Cotton produced under slavery created a worldwide market that brought together the Old World and the New: the industrial textile mills of the Northern states and England, on the one hand, and the cotton plantations of the American South on the other. Textile mills in industrial centers like Lancashire, England, purchased a majority of cotton exports, which created worldwide trade hubs in London and New York where merchants could trade in, invest in, insure, and speculate on the cotton—commodity market. Though trade in other commodities existed, it was cotton (and the earlier trade in slave-produced sugar from the Caribbean) that accelerated worldwide commercial markets in the 19th century, creating demand for innovative contracts, novel financial products, and modern forms of insurance and credit.
Like all agricultural goods, cotton is prone to fluctuations in quality depending on crop type, location, and environmental conditions.
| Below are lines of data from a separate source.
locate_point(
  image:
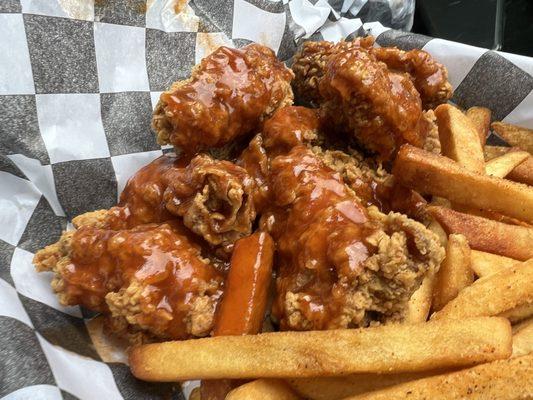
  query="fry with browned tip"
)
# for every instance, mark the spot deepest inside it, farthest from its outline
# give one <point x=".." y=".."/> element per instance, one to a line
<point x="429" y="173"/>
<point x="264" y="389"/>
<point x="480" y="118"/>
<point x="455" y="272"/>
<point x="242" y="308"/>
<point x="459" y="138"/>
<point x="493" y="295"/>
<point x="498" y="380"/>
<point x="383" y="349"/>
<point x="487" y="235"/>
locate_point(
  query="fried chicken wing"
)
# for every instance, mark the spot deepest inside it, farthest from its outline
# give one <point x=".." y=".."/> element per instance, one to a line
<point x="382" y="109"/>
<point x="339" y="264"/>
<point x="430" y="77"/>
<point x="141" y="201"/>
<point x="228" y="95"/>
<point x="310" y="64"/>
<point x="214" y="198"/>
<point x="152" y="276"/>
Treating it as a commodity led to unique problems: How would damages be calculated if the wrong crop was sent? How would you assure that there was no misunderstanding between the two parties at the time of delivery? Legal concepts we still have to this day, like “mutual mistake” (the notion that contracts can be voided if both parties relied on a mistaken assumption), were developed to deal with these issues. Textile merchants needed to purchase cotton in advance of their own production, which meant that farmers needed a way to sell goods they had not yet grown; this led to the invention of futures contracts and, arguably, the commodities markets still in use today.
From the first decades of the 1800s, during the height of the trans-Atlantic cotton trade, the sheer size of the market and the escalating number of disputes between counterparties was such that courts and lawyers began to articulate and codify the common-law standards regarding contracts. This allowed investors and traders to mitigate their risk through a contractual arrangement, which smoothed the flow of goods and money. Today law students still study some of these pivotal cases as they learn doctrines like foreseeability, mutual mistake, and damages.